Sonntag, 14. Jänner 2018: Joseph Haydn – „Nikolaimesse“ Hob. XXII:6
In der Chronologie der Messen Joseph Haydns nimmt die „Missa Sancti Nicolai“ den sechsten Platz ein. Die erste Seite der autographen Partitur trägt folgenden Vermerk von Haydns Hand: „Missa di Sancti Nicolai. In Nomine Domini, di me Giuseppe Haydn 772“. Auch die Besetzung (2 Oboen, 2 Hörner, 2 Violinen, Bass, Orgel und 4 Chorstimmen) ist handschriftlich angegeben.

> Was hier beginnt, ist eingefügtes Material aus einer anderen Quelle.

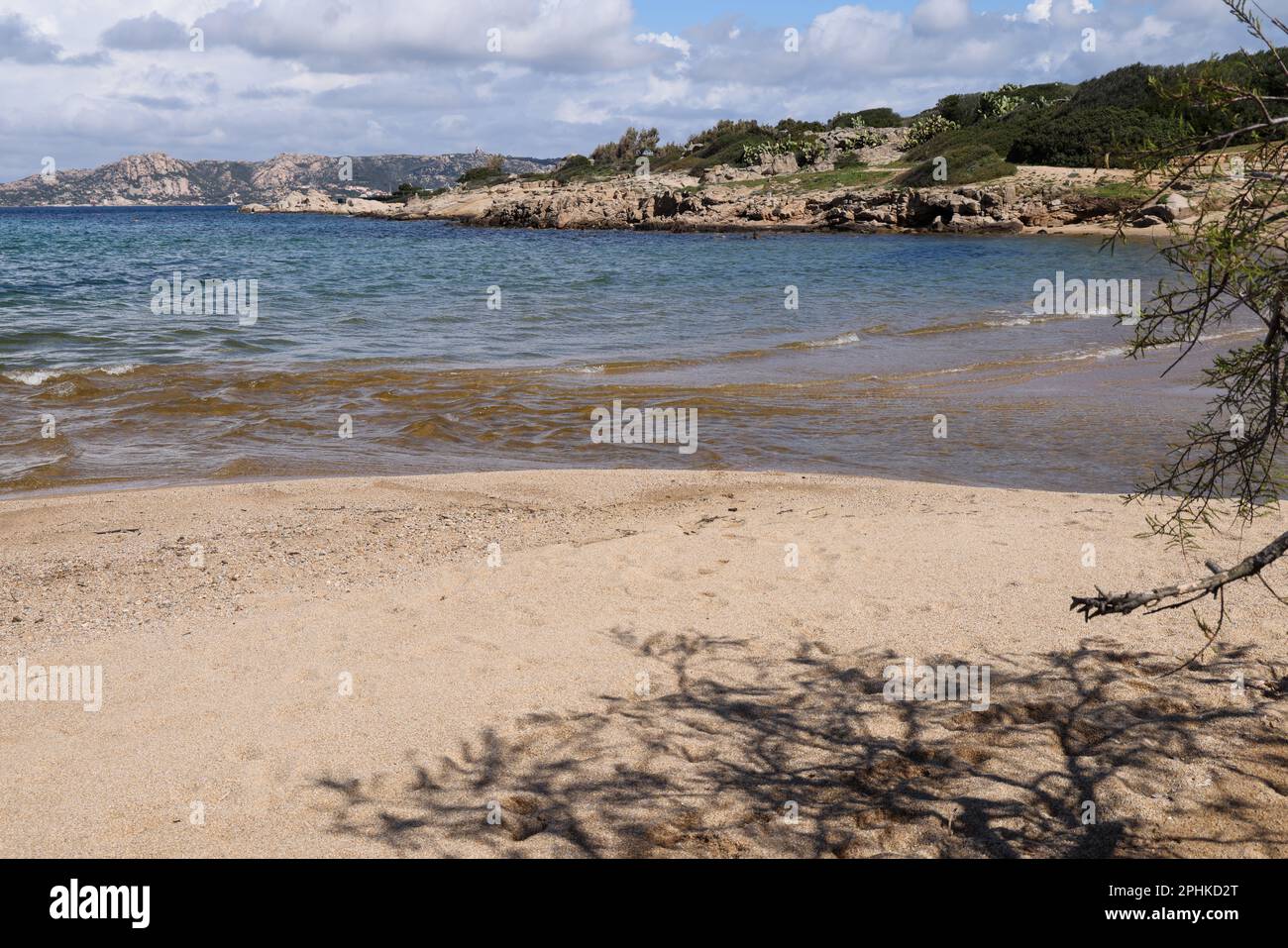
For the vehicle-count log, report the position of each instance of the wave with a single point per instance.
(35, 376)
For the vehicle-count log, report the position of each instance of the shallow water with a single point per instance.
(389, 325)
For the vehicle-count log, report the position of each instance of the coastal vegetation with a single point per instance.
(1108, 121)
(1228, 471)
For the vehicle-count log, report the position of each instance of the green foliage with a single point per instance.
(925, 129)
(1003, 102)
(966, 165)
(961, 108)
(791, 128)
(868, 117)
(881, 117)
(488, 172)
(1083, 138)
(622, 153)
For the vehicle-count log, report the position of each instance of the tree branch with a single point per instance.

Der Anlass für die Komposition dürfte das Namensfest des Fürsten Esterhazy (6. Dezember) gewesen sein. Die Messe ist also bald nach der Symphonie Nr. 45 in fis-Moll, der „Abschiedssymphonie“, entstanden. Verglichen mit den vor 1772 komponierten Messen fällt auf, dass die Kontrapunktik – wir finden keine einzige Fuge – zugunsten liedmäßigen Gestaltens zurücktreten musste. Von der Taktart des Kyriesatzes (6/4) erhielt die Messe ihren Beinamen „Sechsviertelmesse“. Der pastorale Charakter des Satzes, der im „Dona nobis“ wiederholt wird, ist nicht zu überhören. Es gibt wenige Einzelsoli, doch sind dem Soloquartett viele sehr schöne Aufgaben zugewiesen. Auffallend ist die enge Verwandtschaft in melodischer, rhythmischer und tonartlicher Hinsicht des „Pleni sunt coeli“ aus dem Sanctus mit dem der Nelsonmesse (1798). Interessant ist die Vertonung des Gloriatextes in nur zwei Sätzen – Vivace (Gloria in excelsis) und Allegro (Quoniam tu solus sanctus) – eine Form, die Haydn in keiner anderen Messe mehr verwendet. Das wörtliche Zurückgreifen auf das Tonmaterial des Kyrie beim „Dona nobis“ entspricht durchaus den Gepflogenheiten der Zeit und trägt in der „Missa Sancti Nicolai“ zum schon genannten pastoralen Charakter des Werkes sehr wesentlich bei.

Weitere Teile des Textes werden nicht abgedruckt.